Terrorisé par l'avion, un joueur de Ligue 1 fait 2 400km en voiture pour disputer un match (et il a perdu)
Alexis Brunet


Souvent, les clubs de football sont obligés de prendre l’avion pour aller jouer certains matchs quand la distance entre les deux villes est trop grande. Les joueurs ont donc l’habitude de ce moyen de transport, mais pour certains cela est une phobie et il faut donc trouver d’autres moyens de transport. Ainsi, ce week-end, un joueur de Ligue 1 a fait 2400km en voiture pour disputer une rencontre.

Alors que le commun des mortels n’a que peu d’occasions de prendre l’avion dans l’année, cela est complètement différent pour les footballeurs. Pour pouvoir disputer certains matchs, les joueurs sont obligés de prendre l’avion et cela arrive très régulièrement. Si ce type de voyage est d’habitude une formalité, pour certains ça ne passe pas du tout.

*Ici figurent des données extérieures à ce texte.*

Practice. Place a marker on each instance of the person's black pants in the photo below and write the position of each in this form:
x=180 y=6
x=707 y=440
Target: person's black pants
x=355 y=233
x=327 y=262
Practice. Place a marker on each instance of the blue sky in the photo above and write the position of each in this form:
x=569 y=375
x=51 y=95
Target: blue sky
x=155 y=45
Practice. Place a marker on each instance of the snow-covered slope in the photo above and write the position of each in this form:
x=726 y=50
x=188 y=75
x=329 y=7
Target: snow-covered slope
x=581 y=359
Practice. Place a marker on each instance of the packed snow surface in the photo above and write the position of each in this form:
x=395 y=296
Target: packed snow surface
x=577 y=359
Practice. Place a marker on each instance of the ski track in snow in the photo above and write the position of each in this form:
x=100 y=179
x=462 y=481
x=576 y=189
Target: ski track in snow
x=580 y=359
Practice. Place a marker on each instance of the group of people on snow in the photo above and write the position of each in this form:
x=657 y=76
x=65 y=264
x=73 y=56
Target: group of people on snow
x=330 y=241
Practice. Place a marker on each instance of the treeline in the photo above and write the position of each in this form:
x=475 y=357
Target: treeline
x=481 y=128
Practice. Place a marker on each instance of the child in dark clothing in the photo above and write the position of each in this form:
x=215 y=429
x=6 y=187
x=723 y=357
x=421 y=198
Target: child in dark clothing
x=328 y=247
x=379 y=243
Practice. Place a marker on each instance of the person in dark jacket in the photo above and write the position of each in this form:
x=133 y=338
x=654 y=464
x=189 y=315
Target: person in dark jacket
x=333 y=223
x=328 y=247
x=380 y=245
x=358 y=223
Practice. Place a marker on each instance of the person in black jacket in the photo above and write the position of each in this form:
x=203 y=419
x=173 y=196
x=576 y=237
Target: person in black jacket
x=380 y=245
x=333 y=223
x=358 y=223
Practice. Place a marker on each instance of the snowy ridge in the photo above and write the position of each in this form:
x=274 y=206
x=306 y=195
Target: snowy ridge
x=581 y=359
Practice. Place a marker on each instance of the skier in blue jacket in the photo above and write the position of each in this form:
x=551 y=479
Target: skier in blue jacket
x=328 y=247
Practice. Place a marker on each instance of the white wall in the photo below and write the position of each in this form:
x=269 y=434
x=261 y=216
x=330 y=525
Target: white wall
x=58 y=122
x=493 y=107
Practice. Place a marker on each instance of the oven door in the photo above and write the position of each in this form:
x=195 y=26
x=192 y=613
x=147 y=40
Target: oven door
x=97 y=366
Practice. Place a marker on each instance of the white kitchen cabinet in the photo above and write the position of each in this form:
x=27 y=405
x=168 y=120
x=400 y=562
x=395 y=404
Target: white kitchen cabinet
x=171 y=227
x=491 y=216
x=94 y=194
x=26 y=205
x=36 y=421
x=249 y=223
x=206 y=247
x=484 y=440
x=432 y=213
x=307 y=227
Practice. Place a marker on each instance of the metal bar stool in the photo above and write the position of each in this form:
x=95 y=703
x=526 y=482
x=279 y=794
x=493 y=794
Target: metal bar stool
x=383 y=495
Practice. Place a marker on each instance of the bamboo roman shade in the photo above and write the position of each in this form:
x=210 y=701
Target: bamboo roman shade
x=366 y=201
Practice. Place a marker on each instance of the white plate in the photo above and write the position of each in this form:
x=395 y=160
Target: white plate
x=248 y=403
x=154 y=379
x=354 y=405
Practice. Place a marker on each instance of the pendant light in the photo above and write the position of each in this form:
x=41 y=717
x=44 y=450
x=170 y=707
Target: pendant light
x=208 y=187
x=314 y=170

Fabien Centonze a fait 2400km en voiture pour jouer un match

Parmi les phobies, celle de l’avion est l’une des plus connues et touche de nombreuses personnes. C’est notamment le cas de Fabien Centonze, le joueur du FC Nantes, et cela ne lui facilite pas la vie. Comme le rapporte Foot Mercato, le défenseur a par exemple été contraint de faire le voyage entre Nantes et Monaco en voiture pour pouvoir affronter l’ASM vendredi soir. Un périple long de 2400km aller-retour et qui aura occupé le Nantais pendant 22 heures. Parfois le Français arrive à se faire violence, mais avec la tempête Nils qui frappait le sud de la France il n’a voulu prendre aucun risque.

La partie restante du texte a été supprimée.